Bukhari Syed Nisar Hussain, Ogudo Kingsley A
National Institute of Electronics and Information Technology (NIELIT), Ministry of Electronics and Information Technology (MeitY), Government of India, Srinagar 191132, India.
Department of Electrical & Electronics Engineering, Faculty of Engineering and the Built Environment, University of Johannesburg, Johannesburg 0524, South Africa.
Bioengineering (Basel). 2024 Aug 5;11(8):791. doi: 10.3390/bioengineering11080791.

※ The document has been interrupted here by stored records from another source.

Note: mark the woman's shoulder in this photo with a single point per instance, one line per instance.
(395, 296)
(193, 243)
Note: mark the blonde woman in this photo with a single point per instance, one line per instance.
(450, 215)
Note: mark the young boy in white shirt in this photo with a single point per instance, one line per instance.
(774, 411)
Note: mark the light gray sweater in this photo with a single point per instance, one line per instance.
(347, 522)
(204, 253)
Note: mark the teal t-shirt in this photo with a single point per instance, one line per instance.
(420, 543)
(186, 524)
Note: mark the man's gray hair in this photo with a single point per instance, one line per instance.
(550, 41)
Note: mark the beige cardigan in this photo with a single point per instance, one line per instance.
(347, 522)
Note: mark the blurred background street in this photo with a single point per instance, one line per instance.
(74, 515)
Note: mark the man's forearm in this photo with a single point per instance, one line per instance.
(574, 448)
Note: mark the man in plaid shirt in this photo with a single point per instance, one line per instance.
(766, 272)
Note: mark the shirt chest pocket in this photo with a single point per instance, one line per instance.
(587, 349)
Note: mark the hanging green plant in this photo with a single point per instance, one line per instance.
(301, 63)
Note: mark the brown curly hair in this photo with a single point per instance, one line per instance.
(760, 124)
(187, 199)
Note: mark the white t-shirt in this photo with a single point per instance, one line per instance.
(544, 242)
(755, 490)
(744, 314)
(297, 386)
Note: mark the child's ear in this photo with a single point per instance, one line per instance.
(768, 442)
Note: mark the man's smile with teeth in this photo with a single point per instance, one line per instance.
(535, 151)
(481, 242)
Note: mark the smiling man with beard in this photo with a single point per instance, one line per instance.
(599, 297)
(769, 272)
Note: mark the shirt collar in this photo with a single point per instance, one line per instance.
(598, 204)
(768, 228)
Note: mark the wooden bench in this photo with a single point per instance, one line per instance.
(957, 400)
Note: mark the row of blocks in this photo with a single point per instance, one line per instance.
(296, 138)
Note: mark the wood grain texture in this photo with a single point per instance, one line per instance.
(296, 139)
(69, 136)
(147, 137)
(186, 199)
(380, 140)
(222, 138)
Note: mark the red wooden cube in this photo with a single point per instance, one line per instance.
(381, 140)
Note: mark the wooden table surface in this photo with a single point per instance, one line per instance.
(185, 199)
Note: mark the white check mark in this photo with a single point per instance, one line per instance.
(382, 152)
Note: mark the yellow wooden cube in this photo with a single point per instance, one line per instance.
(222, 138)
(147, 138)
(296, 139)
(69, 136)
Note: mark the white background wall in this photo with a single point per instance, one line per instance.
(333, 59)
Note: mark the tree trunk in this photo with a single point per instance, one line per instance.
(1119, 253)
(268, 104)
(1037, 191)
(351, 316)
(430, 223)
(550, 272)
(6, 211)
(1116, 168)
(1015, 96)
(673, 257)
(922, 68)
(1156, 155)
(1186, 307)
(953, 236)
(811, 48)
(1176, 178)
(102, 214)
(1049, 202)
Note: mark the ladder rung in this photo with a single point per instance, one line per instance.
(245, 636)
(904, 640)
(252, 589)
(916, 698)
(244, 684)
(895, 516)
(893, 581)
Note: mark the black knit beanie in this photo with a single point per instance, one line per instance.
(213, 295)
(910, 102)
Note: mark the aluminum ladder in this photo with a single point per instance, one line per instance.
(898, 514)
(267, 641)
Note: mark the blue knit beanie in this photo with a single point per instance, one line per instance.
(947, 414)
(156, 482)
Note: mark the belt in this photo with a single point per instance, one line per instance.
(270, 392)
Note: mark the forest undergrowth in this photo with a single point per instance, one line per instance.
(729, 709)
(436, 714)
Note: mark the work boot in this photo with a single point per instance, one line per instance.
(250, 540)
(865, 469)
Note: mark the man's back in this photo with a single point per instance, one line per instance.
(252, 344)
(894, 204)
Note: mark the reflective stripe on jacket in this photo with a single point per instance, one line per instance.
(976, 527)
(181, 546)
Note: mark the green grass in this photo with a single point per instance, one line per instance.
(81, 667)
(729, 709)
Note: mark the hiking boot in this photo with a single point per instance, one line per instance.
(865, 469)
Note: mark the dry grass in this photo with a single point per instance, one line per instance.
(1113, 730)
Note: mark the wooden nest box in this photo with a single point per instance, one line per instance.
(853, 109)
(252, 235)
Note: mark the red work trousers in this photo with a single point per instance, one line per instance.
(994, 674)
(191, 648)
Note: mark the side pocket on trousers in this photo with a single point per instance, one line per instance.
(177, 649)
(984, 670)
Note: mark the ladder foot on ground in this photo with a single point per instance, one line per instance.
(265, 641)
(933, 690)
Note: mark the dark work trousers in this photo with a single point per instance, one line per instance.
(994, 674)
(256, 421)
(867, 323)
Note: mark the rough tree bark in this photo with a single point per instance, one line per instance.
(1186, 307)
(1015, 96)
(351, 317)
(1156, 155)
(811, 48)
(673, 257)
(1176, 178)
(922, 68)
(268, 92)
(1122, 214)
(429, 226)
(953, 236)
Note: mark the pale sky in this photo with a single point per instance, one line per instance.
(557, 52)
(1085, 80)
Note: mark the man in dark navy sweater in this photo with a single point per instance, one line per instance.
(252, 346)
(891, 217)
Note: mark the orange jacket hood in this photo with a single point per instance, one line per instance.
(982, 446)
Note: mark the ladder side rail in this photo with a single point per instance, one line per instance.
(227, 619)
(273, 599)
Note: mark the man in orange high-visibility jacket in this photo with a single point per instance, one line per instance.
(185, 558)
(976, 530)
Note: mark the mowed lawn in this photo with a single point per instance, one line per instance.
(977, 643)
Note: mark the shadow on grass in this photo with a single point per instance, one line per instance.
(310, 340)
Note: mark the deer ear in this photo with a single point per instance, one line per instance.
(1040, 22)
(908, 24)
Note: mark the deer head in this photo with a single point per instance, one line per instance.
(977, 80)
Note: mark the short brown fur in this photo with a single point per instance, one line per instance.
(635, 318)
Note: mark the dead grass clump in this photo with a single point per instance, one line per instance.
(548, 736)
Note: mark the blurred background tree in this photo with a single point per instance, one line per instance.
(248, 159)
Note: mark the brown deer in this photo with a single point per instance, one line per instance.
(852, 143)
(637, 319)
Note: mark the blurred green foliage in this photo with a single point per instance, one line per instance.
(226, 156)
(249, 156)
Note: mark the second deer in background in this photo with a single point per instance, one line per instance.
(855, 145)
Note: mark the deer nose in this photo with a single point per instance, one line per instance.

Respiratory syncytial virus (RSV) is a common respiratory pathogen that infects the human lungs and respiratory tract, often causing symptoms similar to the common cold. Vaccination is the most effective strategy for managing viral outbreaks. Currently, extensive efforts are focused on developing a vaccine for RSV. Traditional vaccine design typically involves using an attenuated form of the pathogen to elicit an immune response. In contrast, peptide-based vaccines (PBVs) aim to identify and chemically synthesize specific immunodominant peptides (IPs), known as T-cell epitopes (TCEs), to induce a targeted immune response. Despite their potential for enhancing vaccine safety and immunogenicity, PBVs have received comparatively less attention. Identifying IPs for PBV design through conventional wet-lab experiments is challenging, costly, and time-consuming. Machine learning (ML) techniques offer a promising alternative, accurately predicting TCEs and significantly reducing the time and cost of vaccine development. This study proposes the development and evaluation of eight hybrid ML predictive models created through the permutations and combinations of two classification methods, two feature weighting techniques, and two feature selection algorithms, all aimed at predicting the TCEs of RSV. The models were trained using the experimentally determined TCEs and non-TCE sequences acquired from the Bacterial and Viral Bioinformatics Resource Center (BV-BRC) repository. The hybrid model composed of the XGBoost (XGB) classifier, chi-squared (ChST) weighting technique, and backward search (BST) as the optimal feature selection algorithm (ChST-BST-XGB) was identified as the best model, achieving an accuracy, sensitivity, specificity, F1 score, AUC, precision, and MCC of 97.10%, 0.98, 0.97, 0.98, 0.99, 0.99, and 0.96, respectively. Additionally, K-fold cross-validation (KFCV) was performed to ensure the model's reliability and an average accuracy of 97.21% was recorded for the ChST-BST-XGB model. The results indicate that the hybrid XGBoost model consistently outperforms other hybrid approaches. The epitopes predicted by the proposed model may serve as promising vaccine candidates for RSV, subject to in vitro and in vivo scientific assessments. This model can assist the scientific community in expediting the screening of active TCE candidates for RSV, ultimately saving time and resources in vaccine development.
呼吸道合胞病毒(RSV)是一种常见的呼吸道病原体,可感染人类肺部和呼吸道,常引发类似普通感冒的症状。接种疫苗是应对病毒爆发的最有效策略。目前,大量工作都集中在研发RSV疫苗上。传统疫苗设计通常采用减毒病原体来引发免疫反应。相比之下,基于肽的疫苗(PBV)旨在识别并化学合成特定的免疫显性肽(IP),即所谓的T细胞表位(TCE),以诱导靶向免疫反应。尽管PBV具有提高疫苗安全性和免疫原性的潜力,但受到的关注相对较少。通过传统的湿实验室实验来确定用于PBV设计的IP具有挑战性、成本高且耗时。机器学习(ML)技术提供了一种有前景的替代方法,能够准确预测TCE,显著减少疫苗研发的时间和成本。本研究提出开发和评估八个混合ML预测模型,这些模型通过两种分类方法、两种特征加权技术和两种特征选择算法的排列组合创建,均旨在预测RSV的TCE。使用从细菌和病毒生物信息学资源中心(BV - BRC)存储库获取的实验确定的TCE和非TCE序列对模型进行训练。由XGBoost(XGB)分类器、卡方(ChST)加权技术和反向搜索(BST)作为最优特征选择算法组成的混合模型(ChST - BST - XGB)被确定为最佳模型,其准确率、灵敏度、特异性、F1分数、AUC、精确率和马修斯相关系数分别达到97.10%、0.98、0.97、0.98、0.99、0.99和0.96。此外,进行了K折交叉验证(KFCV)以确保模型的可靠性,ChST - BST - XGB模型的平均准确率记录为97.21%。结果表明,混合XGBoost模型始终优于其他混合方法。所提出模型预测的表位可能成为有前景的RSV疫苗候选物,但需经过体外和体内科学评估。该模型可协助科学界加快筛选RSV活性TCE候选物,最终在疫苗研发中节省时间和资源。